The stand-alone bill seeks to tame gas prices by giving coastal states the opportunity to opt out of the federal moratorium on offshore oil and gas leasing and potentially freeing up gas-rich Lease 181 in the eastern Gulf of Mexico for leasing. It also would give the Federal Energy Regulatory Commission, not the states, the exclusive authority over the siting of LNG terminals. But it does not give the Commission additional authority to grant eminent domain, or the power to completely override a state with respect to the Coastal Zone Management Act, the Clean Air Act or the federal Water Pollution Control Act (see NGI, April 11).

In letters delivered last Wednesday, more than 50 companies and associations called on individual senators to “encourage Chairman Domenici to incorporate the Alexander-Johnson bill into a comprehensive Senate [energy] bill, and work to pass such a bill to assure that the near- and long-term needs for competitively priced natural gas for a growing U.S. economy can be met.” The companies are members of the Consumers Alliance for Affordable Natural Gas, which organized the letters.
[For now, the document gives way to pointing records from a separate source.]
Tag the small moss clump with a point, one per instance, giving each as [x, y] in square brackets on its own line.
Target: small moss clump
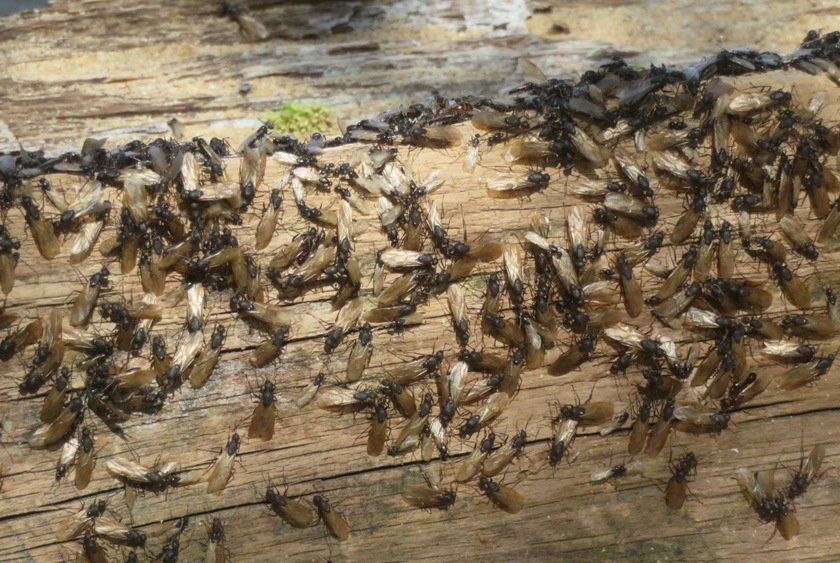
[302, 118]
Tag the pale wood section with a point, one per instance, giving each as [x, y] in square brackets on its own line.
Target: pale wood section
[201, 60]
[122, 70]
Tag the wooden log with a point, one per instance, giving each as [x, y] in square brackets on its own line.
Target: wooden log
[314, 451]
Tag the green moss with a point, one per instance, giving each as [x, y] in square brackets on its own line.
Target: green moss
[302, 118]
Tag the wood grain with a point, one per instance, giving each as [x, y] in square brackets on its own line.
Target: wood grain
[315, 451]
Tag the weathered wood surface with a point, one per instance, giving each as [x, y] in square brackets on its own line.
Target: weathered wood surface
[121, 70]
[565, 515]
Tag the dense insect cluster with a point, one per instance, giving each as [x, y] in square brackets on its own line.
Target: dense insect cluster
[682, 310]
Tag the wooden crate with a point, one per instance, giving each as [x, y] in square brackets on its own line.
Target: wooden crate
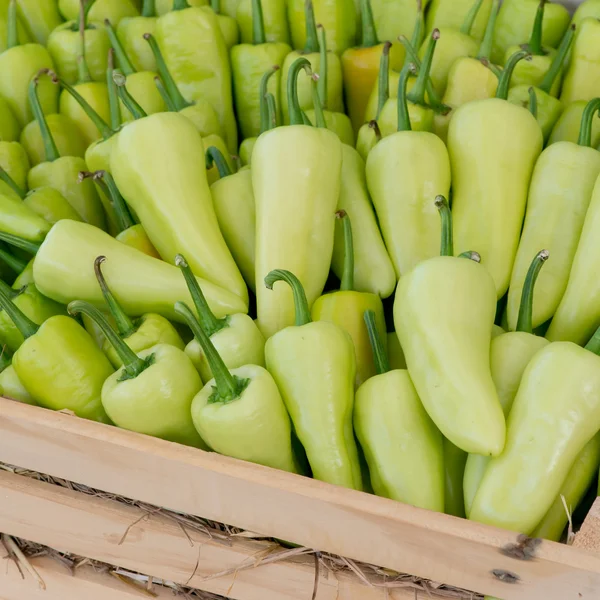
[307, 512]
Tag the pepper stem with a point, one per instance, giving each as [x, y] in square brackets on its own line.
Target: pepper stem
[126, 98]
[524, 322]
[124, 62]
[165, 74]
[382, 363]
[10, 182]
[228, 387]
[12, 36]
[21, 321]
[488, 37]
[504, 81]
[587, 119]
[323, 66]
[532, 102]
[535, 41]
[292, 89]
[347, 284]
[559, 60]
[300, 301]
[209, 323]
[447, 246]
[403, 116]
[50, 148]
[215, 156]
[258, 23]
[125, 325]
[262, 91]
[369, 34]
[417, 94]
[312, 42]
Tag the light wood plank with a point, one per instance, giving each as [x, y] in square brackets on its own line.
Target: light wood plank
[298, 509]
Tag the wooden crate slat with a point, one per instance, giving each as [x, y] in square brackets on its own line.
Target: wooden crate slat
[310, 513]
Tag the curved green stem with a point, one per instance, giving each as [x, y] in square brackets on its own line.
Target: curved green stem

Separately, the American Public Gas Association, American Gas Association, American Farm Bureau, Industrial Energy Consumers of America and numerous other organizations sent a letter last week to the Senate energy panel calling for its to remove the restrictive offshore moratoria as part of its energy bill. They noted that a report released by the committee last month found that “approximately 85% of the Lower 48 state offshore acreage has been placed under congressional and executive moratoria.” Given these vast areas placed off limits, “it is a reasonable expectation that there are areas where moratoria could be safely removed,” the associations said. They said while LNG is needed as an additional supply source, “LNG alone will not solve our nation’s energy crisis.”

Even though Republicans and Democrats have worked in a bipartisan fashion on the energy bill this year, conference on the bill, which could come this summer, is expected to be difficult. For one, the Senate measure does not include a liability waiver for producers of the gasoline additive methyl tertiary butyl ether, as the House bill does. The House passed its energy bill in late April (see NGI, April 25).

In addition the Senate energy bill, unlike the House measure, does not include a provision calling for oil and gas drilling in the Arctic National Wildlife Refuge. ANWR is expected to be addressed separately in the Senate as part of the budget reconciliation process.